Socially relevant days have become part of ventures' schedules. Most likely, you've already seen some brands' logos changed to a purple-ish palette. Perhaps, a simple LinkedIn post "celebrating" women in all fields. Yet, as you may know, we have a different approach.
These dates have a rooted history based on inequality and built on stereotyping. Women grow up with particular social instructions that even enclose what to do for a living. And until today, unfortunately, the IT field can be a gentlemen's club. Days like this are about human beings rather than ventures. Thus, we wanted to do what we always do: give those who experience these inequalities the voice to speak.
Capicua provided a form to all women within the team. It had some Q&A fields with ground questions, and open spaces to express thoughts or feelings in their minds. This process was not mandatory by any means, and it also was completely anonymous. We aimed to respect privacy and treat these stories with the respect they deserve. So, without further ado, here are some colleagues' thoughts on Women's Day and the IT world.
Would you like to share an experience working in the IT Industry?
W1: One time, I had two coworkers (front and backend leads) try to redesign a web app behind the boss's back, i.e., simplify it, as a product of ignorance. I (a woman, senior to both of them and knowing the product but working remotely) knew the product couldn't undergo that kind of radical change, even if they tried). Somehow they were caught. It was unclear if they wanted to steal the idea or aimed to help the company against its antiquated nature. In any case, they were fired.
W2: Being in a non-dev role, I often feel underestimated in development-niche talks. While my work doesn't relate to it, I've actually studied diverse dev fields. Thus, it's sometimes annoying when often men talk to me about development like I was a child. It's like The Office quote: "why don't you explain this like I'm five?" Except that I never asked that question.
Did you ever feel treated differently because of your sex/gender?
W1: Yes, many times. But I guess we've normalized this and feel like it's not a big deal or simply ignore the fact that it might be because of our gender.
W2: Welp, the list here goes beyond the IT field. From what I choose to wear to all my personal choices. Yet, most of my negative experiences are from work experiences. Back when I was younger. I often encountered male bosses who interrupted me or repeated what I said, making it look like their idea. But the most beautiful (/sarcasm) tale comes from a disagreement. I thought A, and my boss thought B. When faced with the client, the boss threw me under the bus, saying that "A" was MY wild idea. The client agreed with me and gave me carte blanche to proceed, and my boss started stating it was OUR idea as a team. Give me a break :eyeroll:
W3: Yes, when I was little, My parents and I used to visit his best friend's home. He had four daughters, 2 of them about my age. From the first time I met them, they would go into their room with their cousins (but me) available, and they would close the door, leaving me outside. I understand if maybe people do this with strangers but repetitively do it to someone they already know... phew, childhood traumas.

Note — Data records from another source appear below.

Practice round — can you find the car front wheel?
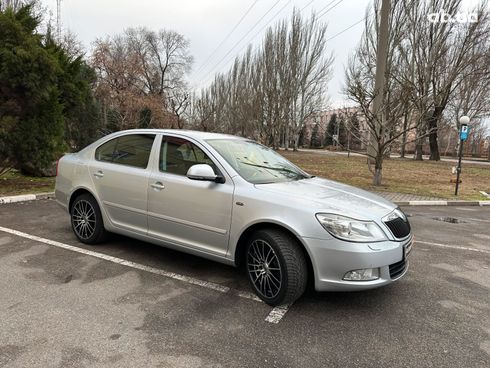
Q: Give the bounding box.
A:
[246,229,307,306]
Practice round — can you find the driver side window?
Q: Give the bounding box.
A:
[159,137,218,176]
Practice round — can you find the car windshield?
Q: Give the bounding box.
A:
[207,139,310,184]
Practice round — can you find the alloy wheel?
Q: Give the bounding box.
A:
[247,239,283,298]
[72,200,96,239]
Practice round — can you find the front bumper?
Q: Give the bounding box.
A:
[303,235,413,291]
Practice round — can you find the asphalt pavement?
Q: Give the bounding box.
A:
[0,200,490,368]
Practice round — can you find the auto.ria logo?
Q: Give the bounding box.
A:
[427,9,478,23]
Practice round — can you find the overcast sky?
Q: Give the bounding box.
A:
[41,0,478,105]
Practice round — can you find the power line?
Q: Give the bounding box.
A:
[195,0,292,89]
[193,0,281,85]
[300,0,315,13]
[317,0,344,18]
[196,0,259,73]
[326,14,371,42]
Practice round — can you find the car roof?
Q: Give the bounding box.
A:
[113,129,246,140]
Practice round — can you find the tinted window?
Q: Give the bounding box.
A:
[95,138,117,162]
[160,137,218,175]
[95,134,155,168]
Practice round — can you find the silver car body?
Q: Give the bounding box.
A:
[56,129,412,291]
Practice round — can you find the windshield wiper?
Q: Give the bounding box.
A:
[241,161,307,179]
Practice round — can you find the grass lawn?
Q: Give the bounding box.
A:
[280,151,490,200]
[0,170,55,196]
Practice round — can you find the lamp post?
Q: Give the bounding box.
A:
[454,115,470,196]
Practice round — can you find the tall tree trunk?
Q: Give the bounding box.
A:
[373,152,383,186]
[427,107,443,161]
[400,112,408,158]
[284,123,289,151]
[429,118,441,161]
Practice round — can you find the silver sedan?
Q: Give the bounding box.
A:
[56,129,412,305]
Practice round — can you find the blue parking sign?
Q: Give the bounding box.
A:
[459,124,469,141]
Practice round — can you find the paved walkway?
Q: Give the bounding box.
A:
[298,148,490,166]
[374,192,445,202]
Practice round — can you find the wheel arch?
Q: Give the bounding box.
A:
[234,221,315,283]
[68,187,102,213]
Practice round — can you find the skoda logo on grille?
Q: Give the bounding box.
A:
[394,208,407,222]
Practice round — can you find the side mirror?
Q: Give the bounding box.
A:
[187,164,225,183]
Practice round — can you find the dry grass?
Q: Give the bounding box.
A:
[280,151,490,200]
[0,170,55,196]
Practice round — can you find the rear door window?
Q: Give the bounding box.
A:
[95,134,155,169]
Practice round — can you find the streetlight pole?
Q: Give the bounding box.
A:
[454,116,470,196]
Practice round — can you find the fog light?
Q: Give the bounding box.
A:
[344,268,379,281]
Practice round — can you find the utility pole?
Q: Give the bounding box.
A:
[454,116,470,196]
[367,0,391,163]
[56,0,61,42]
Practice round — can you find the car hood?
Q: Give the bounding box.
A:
[255,177,397,221]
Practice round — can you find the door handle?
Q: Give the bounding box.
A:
[151,181,165,190]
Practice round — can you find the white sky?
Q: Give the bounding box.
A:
[41,0,479,105]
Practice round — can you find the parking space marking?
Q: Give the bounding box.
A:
[414,240,490,254]
[0,226,289,323]
[265,304,291,324]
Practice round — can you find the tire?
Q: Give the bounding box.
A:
[70,193,107,245]
[244,229,308,306]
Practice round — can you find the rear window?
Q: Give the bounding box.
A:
[95,134,155,169]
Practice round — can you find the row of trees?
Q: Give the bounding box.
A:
[0,0,192,175]
[345,0,490,184]
[190,11,332,149]
[91,28,192,131]
[0,2,97,175]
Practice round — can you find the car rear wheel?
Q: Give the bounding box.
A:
[246,229,307,306]
[70,194,106,244]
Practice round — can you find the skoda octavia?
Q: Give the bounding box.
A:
[56,129,412,305]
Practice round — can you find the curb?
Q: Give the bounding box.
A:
[0,192,54,204]
[393,200,490,207]
[0,192,490,206]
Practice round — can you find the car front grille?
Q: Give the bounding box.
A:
[390,258,407,279]
[385,217,410,239]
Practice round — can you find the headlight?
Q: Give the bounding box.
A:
[316,213,387,242]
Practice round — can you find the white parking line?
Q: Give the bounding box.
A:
[265,304,290,323]
[0,226,289,323]
[414,240,490,254]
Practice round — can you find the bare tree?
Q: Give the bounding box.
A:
[92,28,192,129]
[191,11,332,149]
[399,0,490,160]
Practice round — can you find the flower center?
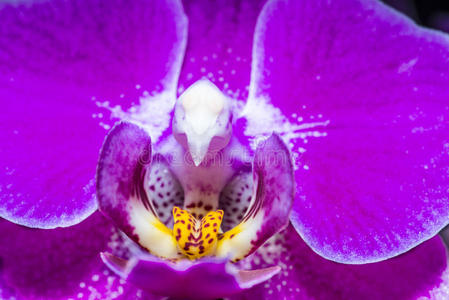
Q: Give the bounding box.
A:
[173,206,223,260]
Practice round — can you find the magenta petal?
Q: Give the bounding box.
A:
[216,134,295,261]
[0,0,186,228]
[249,0,449,263]
[179,0,264,100]
[102,253,279,299]
[232,226,449,300]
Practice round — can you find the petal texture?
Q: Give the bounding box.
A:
[233,226,449,300]
[180,0,264,100]
[0,0,186,228]
[246,0,449,263]
[102,253,279,299]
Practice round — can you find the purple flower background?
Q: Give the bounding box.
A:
[0,0,449,299]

What do you think are some challenges for Women in Software & IT Industries?
W1: Sometimes, it's hard to be taken seriously. Sometimes the fear of looking stupid, emotional, or less prepared just because we are women it's the challenge itself.
W2: The main dare isn't to raise your voice but to be able to maintain it. Nonetheless, it only takes one putting-your-foot-down time to be "bossy," "aggressive," or "uncooperative." I don't see that happening with men in charge; isn't that amazing?
W3: "Getting enough women interested in the industry will always be a challenge since it's not their nature to do this kind of thing." (The Gender Equality Paradox).
Is there any advice/thought you'd like to share with fellow women colleagues?
W1: Don't make yourself smaller to not bother others with your ideas or intellect. Don't stay quiet in moments of injustice or sexism. Your thoughts and feelings are important, don't let other people try to make you think that having a mind of your own is just for one side of the gender!
W2: Don't doubt yourself! People don't go through life throwing jobs at people because they feel like it. If you're in a work position, you've earned it! If you're studying, there's no limit to what you can do! Yes, there is still a glass ceiling above us. Yet, every little effort to break at least its surface is a collective success. One small step for (wo)man, one giant leap for (wo)mankind!
W3: Follow your passion, and second the money. If you are analytical, then find something you like. Maybe a new programming language, a new framework, or a new project. If you are not analytical, look into other things that might bring out the best in you!